Court Upholds Interim Suspension of Students for Justice in Palestine Chapter for Prohibited 10-Day Tent Demonstration
Yesterday’s decision by Judge William K. Sessions III (D. Vt.) in University of Vermont Students for Justice in Palestine v. University of Vermont upheld the University’s interim suspension of UVMSJP for violating various rules in setting up a 10-day long tent demonstration on the University’s Davis Center Green in Spring 2024:
- Using the Davis Center Green to the exclusion of others for non-commercial solicitation without a reservation;
- Disruption of scheduled tabling and other reservation of space outside the Davis Center;
- Disruption of normal student engagement and/or academic work patterns;
- Setting up tents (“temporary structure”) on the Davis Center Green without a permit and declining to remove them when requested;
- Overnight occupancy of a temporary structure;
- Encouraging and facilitating the violation of policy by other students.
UVMSJP sued over this suspension of the group’s recognized student organization privileges (the lawsuit wasn’t about any academic suspension of any particular students).
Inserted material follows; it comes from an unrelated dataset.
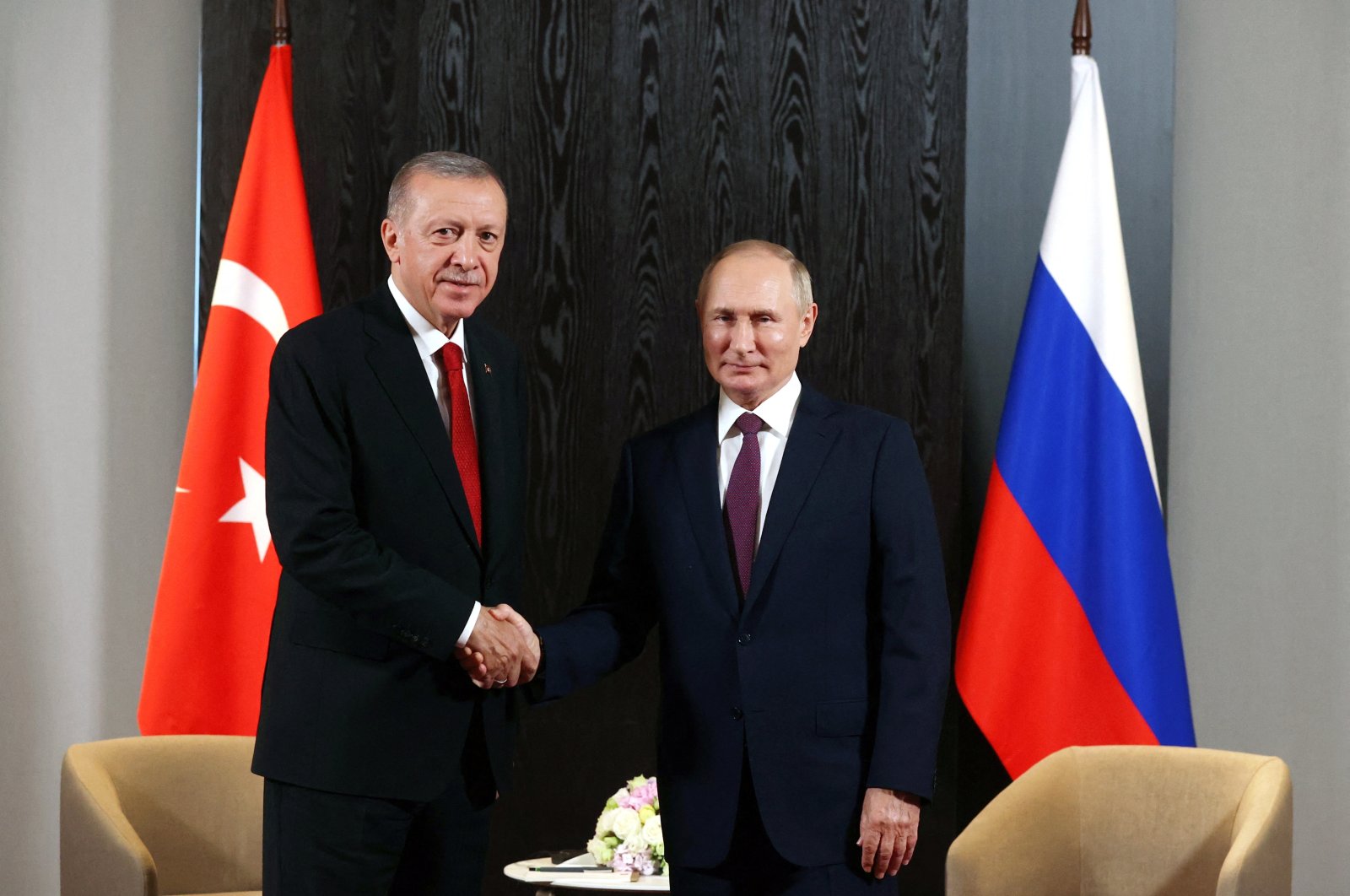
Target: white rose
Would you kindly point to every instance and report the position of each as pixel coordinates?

The court, though, granted the university’s motion to dismiss, concluding that even if the facts were as UVMSJP had alleged, they wouldn’t amount to a violation of the First Amendment. First, the court rejected plaintiffs’ prior restraint claim:
In Healy v. James (1972), the Supreme Court considered whether a college violated the plaintiffs’ free association rights when it denied recognition of their student group. Ultimately, the Court remanded the case for reconsideration of the plaintiffs’ claims, as it was unable to “conclude from this record that petitioners were willing to abide by reasonable campus rules and regulations.” … Healy noted that recognition of a student group, “once accorded, may be withdrawn or suspended if petitioners fail to respect campus law.”
More recently, the Supreme Court considered a case in which Hastings Law School denied Registered Student Organization status to a Christian student group (“CLS”) that excluded students based on religion and sexual orientation. Christian Legal Society v. Martinez (2010)…. The Supreme Court … [held] that by requiring CLS to comply with all school policies and regulations, Hastings was merely imposing a “reasonable, viewpoint-neutral condition on access to the student-organization forum,” while CLS was seeking “not parity with other organizations, but a preferential exemption from Hastings’ [nondiscrimination] policy.”